Der erste Abend im Hotel wird zu einem Live-Werbefilm für die Zigarettenindustrie. Die Gäste stellen nach dem Abendessen so ziemlich jede Situation nach, wegen denen mir das Rauchen tatsächlich und entgegen aller Vernunft Spaß gemacht hat. Ein Gast raucht eine Zigarette nach dem Essen. Ein Pärchen raucht, nachdem es, nunja, von einem romantischen Abenteuer am Strand zurückkehrt. Ein russischer Besucher steckt sich beim Pokern eine Kippe in den Mund und sieht seine Gegner an wie Cincinnati Kid einst Nemesis Lancey Howard vor dem entscheidenden Duell. Jetzt hätte ich auch gern eine. Aber ich bleibe tapfer.

Ich bin gestresst!

Der nächste Tag ist HB-Männchen-Tag. Ich bin tierisch gestresst. Am Morgen habe ich gegen einen russischen Ivan-Drago-Verschnitt - ich glaube sogar, es war Dolph Lundgren - beim Volleyball verloren. Seine Siegeszigarette hätte ich ihm am liebsten auf dem Kopf ausgedrückt. Danach habe ich beim Ausflug die srilankische Zeitmessung kennengelernt. "Gleich" bedeutet "in frühestens einer Stunde", und "eine Stunde zu Fuß" ist ein Tagesmarsch. Normalerweise hätte ich nun drei bis 17 Zigaretten gebraucht, um nicht durchzudrehen. Doch auch wenn ich kurz vor einer Halsschlagaderzerrung stehe: Ich bleibe rauchfrei. Wie? Komplimente von meiner Frau, der Gedanke an zwei dreckige Autos, die ich putzen müsste und mein kranker Ehrgeiz, nicht verlieren zu können.

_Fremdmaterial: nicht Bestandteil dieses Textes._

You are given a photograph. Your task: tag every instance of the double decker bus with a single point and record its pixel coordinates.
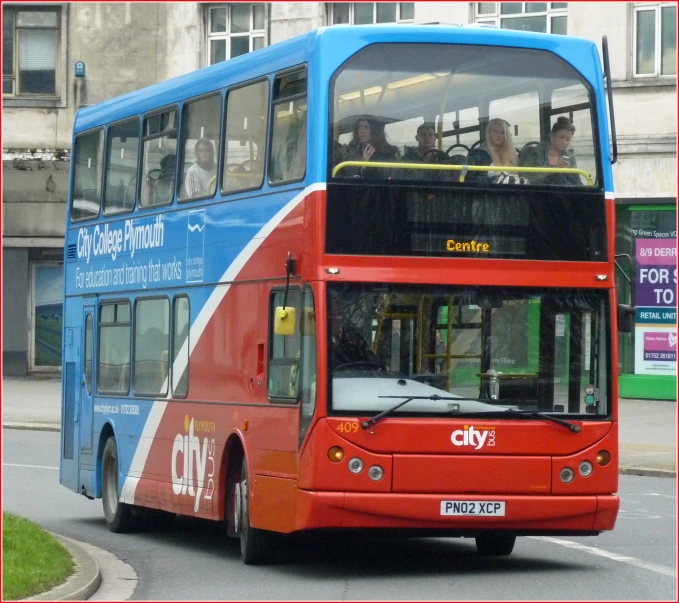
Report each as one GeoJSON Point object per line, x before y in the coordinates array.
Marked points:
{"type": "Point", "coordinates": [281, 315]}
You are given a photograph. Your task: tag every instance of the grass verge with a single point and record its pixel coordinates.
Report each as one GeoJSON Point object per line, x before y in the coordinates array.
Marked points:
{"type": "Point", "coordinates": [33, 561]}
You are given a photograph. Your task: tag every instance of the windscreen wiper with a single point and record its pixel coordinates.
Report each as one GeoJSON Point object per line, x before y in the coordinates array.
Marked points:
{"type": "Point", "coordinates": [378, 417]}
{"type": "Point", "coordinates": [531, 414]}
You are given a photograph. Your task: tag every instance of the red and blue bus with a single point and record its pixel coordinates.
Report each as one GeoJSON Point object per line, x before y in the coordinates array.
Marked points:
{"type": "Point", "coordinates": [359, 280]}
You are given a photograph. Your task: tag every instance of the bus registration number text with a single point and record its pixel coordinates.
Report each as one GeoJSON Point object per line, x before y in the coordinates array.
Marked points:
{"type": "Point", "coordinates": [482, 508]}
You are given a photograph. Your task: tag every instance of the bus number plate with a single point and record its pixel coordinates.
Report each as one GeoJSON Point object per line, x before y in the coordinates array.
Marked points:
{"type": "Point", "coordinates": [481, 508]}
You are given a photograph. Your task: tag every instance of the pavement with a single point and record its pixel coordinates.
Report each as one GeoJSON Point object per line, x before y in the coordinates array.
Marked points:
{"type": "Point", "coordinates": [647, 446]}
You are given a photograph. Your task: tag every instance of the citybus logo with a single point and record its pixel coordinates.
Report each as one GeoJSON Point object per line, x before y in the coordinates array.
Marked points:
{"type": "Point", "coordinates": [478, 437]}
{"type": "Point", "coordinates": [193, 462]}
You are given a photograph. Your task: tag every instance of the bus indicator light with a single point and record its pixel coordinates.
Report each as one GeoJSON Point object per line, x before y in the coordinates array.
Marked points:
{"type": "Point", "coordinates": [603, 457]}
{"type": "Point", "coordinates": [336, 454]}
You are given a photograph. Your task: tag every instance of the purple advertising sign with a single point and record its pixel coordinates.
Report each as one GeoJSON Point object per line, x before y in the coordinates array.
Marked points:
{"type": "Point", "coordinates": [656, 277]}
{"type": "Point", "coordinates": [660, 346]}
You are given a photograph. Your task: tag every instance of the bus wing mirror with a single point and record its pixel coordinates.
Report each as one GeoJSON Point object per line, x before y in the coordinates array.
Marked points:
{"type": "Point", "coordinates": [284, 323]}
{"type": "Point", "coordinates": [626, 316]}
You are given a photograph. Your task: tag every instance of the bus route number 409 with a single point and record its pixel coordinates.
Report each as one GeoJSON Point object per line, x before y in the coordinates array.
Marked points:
{"type": "Point", "coordinates": [483, 508]}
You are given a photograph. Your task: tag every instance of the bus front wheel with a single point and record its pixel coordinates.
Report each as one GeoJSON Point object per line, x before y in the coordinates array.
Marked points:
{"type": "Point", "coordinates": [495, 545]}
{"type": "Point", "coordinates": [256, 546]}
{"type": "Point", "coordinates": [118, 515]}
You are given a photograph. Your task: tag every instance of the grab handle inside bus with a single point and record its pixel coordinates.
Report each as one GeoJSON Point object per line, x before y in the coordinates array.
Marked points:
{"type": "Point", "coordinates": [609, 91]}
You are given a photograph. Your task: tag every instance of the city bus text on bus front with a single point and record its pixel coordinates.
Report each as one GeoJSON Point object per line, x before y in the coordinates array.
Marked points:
{"type": "Point", "coordinates": [107, 241]}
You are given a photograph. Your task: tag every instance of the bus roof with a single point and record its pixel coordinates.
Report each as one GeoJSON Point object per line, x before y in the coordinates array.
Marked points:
{"type": "Point", "coordinates": [336, 44]}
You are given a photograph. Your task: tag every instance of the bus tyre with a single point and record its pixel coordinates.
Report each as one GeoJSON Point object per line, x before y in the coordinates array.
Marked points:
{"type": "Point", "coordinates": [495, 545]}
{"type": "Point", "coordinates": [119, 517]}
{"type": "Point", "coordinates": [255, 544]}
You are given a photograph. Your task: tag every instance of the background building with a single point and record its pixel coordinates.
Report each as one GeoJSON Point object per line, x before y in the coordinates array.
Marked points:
{"type": "Point", "coordinates": [60, 57]}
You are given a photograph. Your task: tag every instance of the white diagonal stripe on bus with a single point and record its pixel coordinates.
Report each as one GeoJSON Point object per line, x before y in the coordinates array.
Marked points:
{"type": "Point", "coordinates": [155, 415]}
{"type": "Point", "coordinates": [654, 567]}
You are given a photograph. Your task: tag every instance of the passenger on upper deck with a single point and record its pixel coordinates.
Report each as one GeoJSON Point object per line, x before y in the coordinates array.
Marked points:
{"type": "Point", "coordinates": [500, 146]}
{"type": "Point", "coordinates": [200, 177]}
{"type": "Point", "coordinates": [426, 141]}
{"type": "Point", "coordinates": [369, 143]}
{"type": "Point", "coordinates": [556, 155]}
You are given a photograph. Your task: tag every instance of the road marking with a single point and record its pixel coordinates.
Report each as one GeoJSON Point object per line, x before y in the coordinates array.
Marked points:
{"type": "Point", "coordinates": [654, 567]}
{"type": "Point", "coordinates": [30, 466]}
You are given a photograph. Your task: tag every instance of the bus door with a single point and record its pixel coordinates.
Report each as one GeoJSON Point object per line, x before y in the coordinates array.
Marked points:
{"type": "Point", "coordinates": [70, 429]}
{"type": "Point", "coordinates": [85, 384]}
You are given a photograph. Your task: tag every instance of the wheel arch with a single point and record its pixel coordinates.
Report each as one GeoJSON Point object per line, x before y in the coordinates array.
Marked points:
{"type": "Point", "coordinates": [106, 432]}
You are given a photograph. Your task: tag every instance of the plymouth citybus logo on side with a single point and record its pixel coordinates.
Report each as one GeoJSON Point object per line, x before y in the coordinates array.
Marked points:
{"type": "Point", "coordinates": [193, 461]}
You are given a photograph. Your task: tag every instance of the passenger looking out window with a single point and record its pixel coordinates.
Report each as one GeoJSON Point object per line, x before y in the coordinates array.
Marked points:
{"type": "Point", "coordinates": [556, 155]}
{"type": "Point", "coordinates": [201, 177]}
{"type": "Point", "coordinates": [369, 143]}
{"type": "Point", "coordinates": [425, 149]}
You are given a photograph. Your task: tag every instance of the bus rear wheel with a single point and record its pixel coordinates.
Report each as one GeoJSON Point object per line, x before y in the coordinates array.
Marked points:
{"type": "Point", "coordinates": [497, 545]}
{"type": "Point", "coordinates": [256, 546]}
{"type": "Point", "coordinates": [119, 517]}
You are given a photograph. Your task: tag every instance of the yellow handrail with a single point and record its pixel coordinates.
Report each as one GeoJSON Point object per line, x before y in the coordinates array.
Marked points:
{"type": "Point", "coordinates": [459, 168]}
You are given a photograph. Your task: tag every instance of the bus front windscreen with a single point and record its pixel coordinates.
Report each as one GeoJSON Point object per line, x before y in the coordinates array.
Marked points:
{"type": "Point", "coordinates": [510, 115]}
{"type": "Point", "coordinates": [482, 349]}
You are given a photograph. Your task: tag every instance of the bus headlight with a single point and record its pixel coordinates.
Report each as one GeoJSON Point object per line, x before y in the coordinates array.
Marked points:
{"type": "Point", "coordinates": [585, 469]}
{"type": "Point", "coordinates": [376, 473]}
{"type": "Point", "coordinates": [567, 475]}
{"type": "Point", "coordinates": [355, 465]}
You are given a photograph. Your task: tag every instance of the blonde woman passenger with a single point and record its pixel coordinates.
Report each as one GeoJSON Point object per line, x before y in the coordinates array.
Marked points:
{"type": "Point", "coordinates": [499, 144]}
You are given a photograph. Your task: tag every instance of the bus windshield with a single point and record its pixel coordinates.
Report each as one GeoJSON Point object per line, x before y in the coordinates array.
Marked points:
{"type": "Point", "coordinates": [494, 347]}
{"type": "Point", "coordinates": [454, 113]}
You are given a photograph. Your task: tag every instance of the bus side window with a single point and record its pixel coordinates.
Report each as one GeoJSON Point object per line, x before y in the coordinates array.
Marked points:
{"type": "Point", "coordinates": [151, 346]}
{"type": "Point", "coordinates": [247, 116]}
{"type": "Point", "coordinates": [86, 195]}
{"type": "Point", "coordinates": [199, 147]}
{"type": "Point", "coordinates": [180, 347]}
{"type": "Point", "coordinates": [113, 368]}
{"type": "Point", "coordinates": [288, 140]}
{"type": "Point", "coordinates": [159, 159]}
{"type": "Point", "coordinates": [121, 167]}
{"type": "Point", "coordinates": [284, 350]}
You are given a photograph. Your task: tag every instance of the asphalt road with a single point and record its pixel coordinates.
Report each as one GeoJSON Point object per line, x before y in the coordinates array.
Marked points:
{"type": "Point", "coordinates": [637, 561]}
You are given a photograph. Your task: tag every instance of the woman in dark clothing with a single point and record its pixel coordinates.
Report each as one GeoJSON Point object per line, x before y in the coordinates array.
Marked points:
{"type": "Point", "coordinates": [369, 143]}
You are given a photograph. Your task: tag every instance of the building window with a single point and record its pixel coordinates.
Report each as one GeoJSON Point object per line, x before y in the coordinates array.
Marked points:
{"type": "Point", "coordinates": [235, 29]}
{"type": "Point", "coordinates": [655, 40]}
{"type": "Point", "coordinates": [30, 43]}
{"type": "Point", "coordinates": [543, 17]}
{"type": "Point", "coordinates": [366, 13]}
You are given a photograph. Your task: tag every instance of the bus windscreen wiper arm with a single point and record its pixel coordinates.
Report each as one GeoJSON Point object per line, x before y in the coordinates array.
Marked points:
{"type": "Point", "coordinates": [378, 417]}
{"type": "Point", "coordinates": [536, 415]}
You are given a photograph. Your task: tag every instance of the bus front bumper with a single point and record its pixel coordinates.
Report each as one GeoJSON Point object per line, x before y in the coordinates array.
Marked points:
{"type": "Point", "coordinates": [527, 514]}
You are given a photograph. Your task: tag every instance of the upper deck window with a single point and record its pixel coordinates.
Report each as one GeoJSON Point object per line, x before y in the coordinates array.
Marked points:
{"type": "Point", "coordinates": [288, 138]}
{"type": "Point", "coordinates": [484, 114]}
{"type": "Point", "coordinates": [542, 17]}
{"type": "Point", "coordinates": [86, 189]}
{"type": "Point", "coordinates": [159, 160]}
{"type": "Point", "coordinates": [200, 147]}
{"type": "Point", "coordinates": [121, 166]}
{"type": "Point", "coordinates": [365, 13]}
{"type": "Point", "coordinates": [235, 29]}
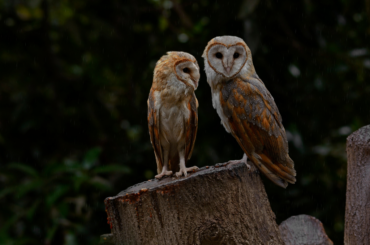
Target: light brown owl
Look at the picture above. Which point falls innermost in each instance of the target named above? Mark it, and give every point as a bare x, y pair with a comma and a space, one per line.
247, 109
173, 112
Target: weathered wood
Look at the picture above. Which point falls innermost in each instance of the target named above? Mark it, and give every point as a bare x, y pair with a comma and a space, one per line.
106, 239
357, 227
215, 205
303, 230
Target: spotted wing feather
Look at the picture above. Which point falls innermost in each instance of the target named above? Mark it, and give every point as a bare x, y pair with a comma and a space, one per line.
191, 127
256, 124
154, 131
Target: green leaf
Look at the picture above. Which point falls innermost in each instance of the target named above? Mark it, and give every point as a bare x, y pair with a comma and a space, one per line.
112, 168
32, 209
91, 158
6, 191
24, 168
52, 197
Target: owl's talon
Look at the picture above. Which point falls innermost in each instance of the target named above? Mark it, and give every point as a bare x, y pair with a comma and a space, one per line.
186, 170
164, 173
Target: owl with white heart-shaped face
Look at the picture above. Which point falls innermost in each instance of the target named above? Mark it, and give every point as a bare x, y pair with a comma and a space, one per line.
247, 109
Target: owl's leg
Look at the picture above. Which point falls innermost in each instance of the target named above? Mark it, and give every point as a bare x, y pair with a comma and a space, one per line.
165, 171
183, 169
233, 162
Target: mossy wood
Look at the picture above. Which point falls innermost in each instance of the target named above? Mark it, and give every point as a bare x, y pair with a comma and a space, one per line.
357, 227
303, 230
215, 205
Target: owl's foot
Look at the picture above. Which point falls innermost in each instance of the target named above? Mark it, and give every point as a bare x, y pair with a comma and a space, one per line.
185, 171
164, 173
230, 163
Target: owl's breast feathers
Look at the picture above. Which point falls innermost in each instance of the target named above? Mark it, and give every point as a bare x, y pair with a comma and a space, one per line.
256, 124
154, 124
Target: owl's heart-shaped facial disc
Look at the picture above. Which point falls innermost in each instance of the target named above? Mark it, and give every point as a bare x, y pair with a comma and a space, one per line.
227, 60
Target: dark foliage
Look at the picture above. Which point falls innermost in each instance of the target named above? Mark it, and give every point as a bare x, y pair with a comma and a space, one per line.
75, 76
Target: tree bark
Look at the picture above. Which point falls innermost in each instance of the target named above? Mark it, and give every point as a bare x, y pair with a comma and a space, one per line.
357, 227
215, 205
303, 230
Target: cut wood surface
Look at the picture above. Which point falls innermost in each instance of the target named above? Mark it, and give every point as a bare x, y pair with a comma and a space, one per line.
303, 230
215, 205
357, 227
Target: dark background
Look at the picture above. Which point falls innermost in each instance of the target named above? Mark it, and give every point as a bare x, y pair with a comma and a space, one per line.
74, 80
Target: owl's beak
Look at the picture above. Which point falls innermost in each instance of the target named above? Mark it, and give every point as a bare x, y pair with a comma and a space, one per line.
195, 80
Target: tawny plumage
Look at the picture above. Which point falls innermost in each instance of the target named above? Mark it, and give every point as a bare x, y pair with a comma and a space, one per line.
247, 109
173, 112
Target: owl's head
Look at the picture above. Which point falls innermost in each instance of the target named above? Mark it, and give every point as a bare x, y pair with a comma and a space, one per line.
227, 56
180, 66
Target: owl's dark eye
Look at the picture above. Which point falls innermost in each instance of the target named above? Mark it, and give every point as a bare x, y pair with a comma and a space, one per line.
218, 55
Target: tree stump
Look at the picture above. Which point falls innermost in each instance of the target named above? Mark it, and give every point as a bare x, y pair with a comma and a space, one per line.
303, 230
215, 205
357, 227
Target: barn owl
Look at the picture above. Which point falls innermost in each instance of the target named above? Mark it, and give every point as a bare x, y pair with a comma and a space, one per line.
247, 109
173, 112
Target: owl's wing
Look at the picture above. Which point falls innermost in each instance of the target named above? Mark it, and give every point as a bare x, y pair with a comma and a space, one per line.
153, 124
191, 127
256, 124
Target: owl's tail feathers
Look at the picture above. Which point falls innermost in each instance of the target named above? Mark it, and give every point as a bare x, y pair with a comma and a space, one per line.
280, 174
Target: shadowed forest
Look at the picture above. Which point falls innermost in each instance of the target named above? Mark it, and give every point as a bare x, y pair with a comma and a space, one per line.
75, 78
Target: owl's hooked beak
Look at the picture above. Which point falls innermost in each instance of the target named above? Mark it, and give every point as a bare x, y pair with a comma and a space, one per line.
228, 65
195, 78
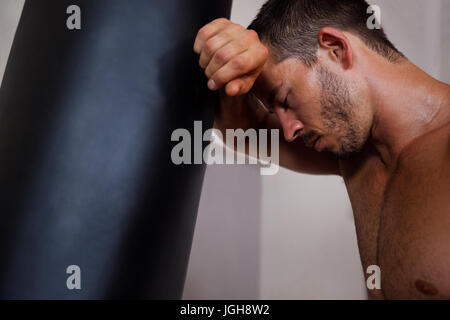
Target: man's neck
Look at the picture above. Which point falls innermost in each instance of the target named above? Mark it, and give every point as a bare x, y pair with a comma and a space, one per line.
407, 103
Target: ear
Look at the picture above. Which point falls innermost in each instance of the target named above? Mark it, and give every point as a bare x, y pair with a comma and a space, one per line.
337, 45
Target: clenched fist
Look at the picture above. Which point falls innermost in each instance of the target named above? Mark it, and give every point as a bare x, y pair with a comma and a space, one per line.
231, 56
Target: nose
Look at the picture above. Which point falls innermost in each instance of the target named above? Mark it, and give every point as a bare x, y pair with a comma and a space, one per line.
292, 127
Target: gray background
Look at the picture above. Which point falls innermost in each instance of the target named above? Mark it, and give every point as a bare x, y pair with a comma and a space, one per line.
288, 236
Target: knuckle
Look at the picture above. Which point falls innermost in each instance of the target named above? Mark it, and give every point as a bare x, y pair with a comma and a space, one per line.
221, 21
239, 62
203, 32
252, 35
220, 78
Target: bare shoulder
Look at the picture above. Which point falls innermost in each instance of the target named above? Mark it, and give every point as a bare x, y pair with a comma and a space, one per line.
433, 148
415, 225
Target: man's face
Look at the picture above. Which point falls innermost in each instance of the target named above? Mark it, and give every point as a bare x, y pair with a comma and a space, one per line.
320, 106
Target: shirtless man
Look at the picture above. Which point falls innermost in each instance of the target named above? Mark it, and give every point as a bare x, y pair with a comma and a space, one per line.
349, 103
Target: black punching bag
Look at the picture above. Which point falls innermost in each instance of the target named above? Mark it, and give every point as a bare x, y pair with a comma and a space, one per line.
86, 177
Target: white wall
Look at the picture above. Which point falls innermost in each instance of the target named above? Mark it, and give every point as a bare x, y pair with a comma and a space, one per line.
9, 17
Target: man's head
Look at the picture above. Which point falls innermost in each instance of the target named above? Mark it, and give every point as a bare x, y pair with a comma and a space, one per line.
314, 80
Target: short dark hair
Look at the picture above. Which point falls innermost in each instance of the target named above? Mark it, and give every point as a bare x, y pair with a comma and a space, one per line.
291, 27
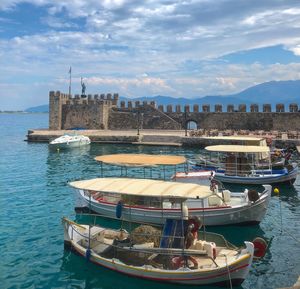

Die härsteste Prüfung wartet jedoch am letzten Abend. Da sitzen die Einheimischen am Strand herum, rauchen eine Friedenspfeife und laden uns ein. Was soll ich sagen? Ich bin weiter rauchfrei. Ich habe lieber den Russen beim Tennis besiegt und mich ganz ohne Worte mit dem Taxifahrer über die Fahrt zum Flughafen geeinigt: Ich hatte 3.30 Uhr mit ihm vereinbart, bin aber erst um vier Uhr erschienen - und war genau dreißig Sekunden vor ihm da. Man muss nur auf seine Mitmenschen eingehen.

Wo wir gerade von Mitmenschen sprechen. Vielleicht fragen Sie sich, wie es den beiden Mitstreitern Ralf und Lars ergangen sein mag. Ich möchte nur soviel verraten: Lars steht wahrscheinlich gerade in einer Raucherbox am Flughafen - und Ralf versucht davor, eine Zigarette zu schnorren. Über die beiden wird im Himmel keine Freude herrschen - zumindest nicht beim Thema Rauchen.

Lesen Sie nächste Woche: Wie sich Nichtrauchen aufs Flirten auswirkt ...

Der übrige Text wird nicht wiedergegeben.